The first suit, however, that Barr’s department moved to support after the new policy’s announcement arose out of Virginia and underscores the ideology motivating these legal requests. It is being argued by Liberty Counsel—a far-right group that the Southern Poverty Law Center identifies as “legal organization advocating for anti-LGBT discrimination under the guise of religious liberty.” The head of that organization and former Liberty University president, Mat Staver, is a notable Trump supporter who has claimed the media has sided with Satan to attack the president.
In reaction to the DOJ filing a statement in support of the suit, Staver announced he was “very pleased” by Barr’s involvement in the case.
Seeking to hold American citizens in detention indefinitely
Finally, given what these actions suggest regarding Barr’s willingness to use the might of the Department of Justice to support Trump’s political allies, it is important to keep in mind that the DOJ has recently requested emergency powers from Congress.
While Congress did not give in to Barr’s request, the scope of what the attorney general sought was sweeping. Under the proposal, the DOJ would have been able to petition individual judges at the district court level to indefinitely suspend certain court proceedings—effectively, giving the department wide latitude to significantly delay certain arrested individuals’ ability to appear in court.

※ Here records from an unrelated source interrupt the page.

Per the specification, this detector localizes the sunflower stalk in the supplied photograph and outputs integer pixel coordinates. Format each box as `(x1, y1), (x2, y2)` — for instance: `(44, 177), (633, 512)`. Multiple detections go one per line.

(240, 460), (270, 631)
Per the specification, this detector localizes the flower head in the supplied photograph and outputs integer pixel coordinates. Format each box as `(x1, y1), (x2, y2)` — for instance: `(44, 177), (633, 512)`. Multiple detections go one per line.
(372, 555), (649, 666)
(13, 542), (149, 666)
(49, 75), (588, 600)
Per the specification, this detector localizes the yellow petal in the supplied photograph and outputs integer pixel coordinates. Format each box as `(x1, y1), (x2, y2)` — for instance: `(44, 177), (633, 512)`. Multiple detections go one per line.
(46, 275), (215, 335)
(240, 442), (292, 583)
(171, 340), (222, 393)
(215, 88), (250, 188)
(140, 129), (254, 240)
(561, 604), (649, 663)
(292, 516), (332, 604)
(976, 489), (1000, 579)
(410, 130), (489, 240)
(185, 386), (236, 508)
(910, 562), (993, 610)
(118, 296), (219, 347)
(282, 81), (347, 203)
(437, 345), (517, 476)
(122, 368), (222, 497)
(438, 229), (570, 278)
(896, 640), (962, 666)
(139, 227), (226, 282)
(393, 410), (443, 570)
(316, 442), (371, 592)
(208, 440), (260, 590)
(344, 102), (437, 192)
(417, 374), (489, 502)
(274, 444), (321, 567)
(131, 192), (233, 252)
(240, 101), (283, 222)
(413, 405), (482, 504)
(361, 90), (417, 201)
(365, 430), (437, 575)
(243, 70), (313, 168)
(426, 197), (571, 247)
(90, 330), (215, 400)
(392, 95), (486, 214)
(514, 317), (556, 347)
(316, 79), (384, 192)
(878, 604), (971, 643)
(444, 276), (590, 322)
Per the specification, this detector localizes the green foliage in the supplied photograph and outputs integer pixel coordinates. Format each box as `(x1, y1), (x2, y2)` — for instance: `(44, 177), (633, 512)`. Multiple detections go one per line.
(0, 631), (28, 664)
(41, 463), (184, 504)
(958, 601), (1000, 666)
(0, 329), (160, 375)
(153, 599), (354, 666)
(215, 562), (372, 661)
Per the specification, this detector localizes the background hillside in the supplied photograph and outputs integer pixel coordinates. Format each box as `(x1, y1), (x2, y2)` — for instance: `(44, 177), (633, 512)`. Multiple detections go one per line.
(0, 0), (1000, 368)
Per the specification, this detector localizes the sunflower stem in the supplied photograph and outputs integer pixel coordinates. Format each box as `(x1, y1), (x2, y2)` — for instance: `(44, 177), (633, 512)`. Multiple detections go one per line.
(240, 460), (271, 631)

Conservative activists on the judiciary
While the requested emergency powers would have relied on judicial cooperation to execute, Barr would likely have been able to find support among the many ideologically driven federal judges the Trump administration has installed—including some who went directly from the White House to the bench. At both the district level, where the policy would be first implemented, and at the appellate level, where any challenge to the policy surely would have been eventually heard, far-right judicial activists have an increasing hold on the bench.
Trump outpaces any other modern president in terms of the number of judicial appointments made at this point in their respective administrations, with 1 in every 4 appellate judge being a Trump nominee.
Such a policy would have allowed for the Sixth Amendment, which guarantees a “speedy and public trial,” to be circumvented. Furthermore, the proposed policy appeared to give Barr’s department near-total discretion in eliminating these core constitutional protections.
The executive director of the National Association of Criminal Defense Lawyers, Norman L. Reimer, called Barr’s request “absolutely terrifying” and something that “should not happen in a democracy.”
Barr’s recent actions demonstrate his loyalty and adherence to the president’s personal interests as well as his brazenness while furthering those interests. As the pandemic continues, there are likely to be increasing threats to Americans’ rights and safety that the DOJ will play a role in responding to. Currently, however, there is little to indicate that Attorney General Barr will be willing to prioritize the protection of ordinary people over the protection of the Trump administration.
Maggie Jo Buchanan is the director of legal progress at the Center for American Progress.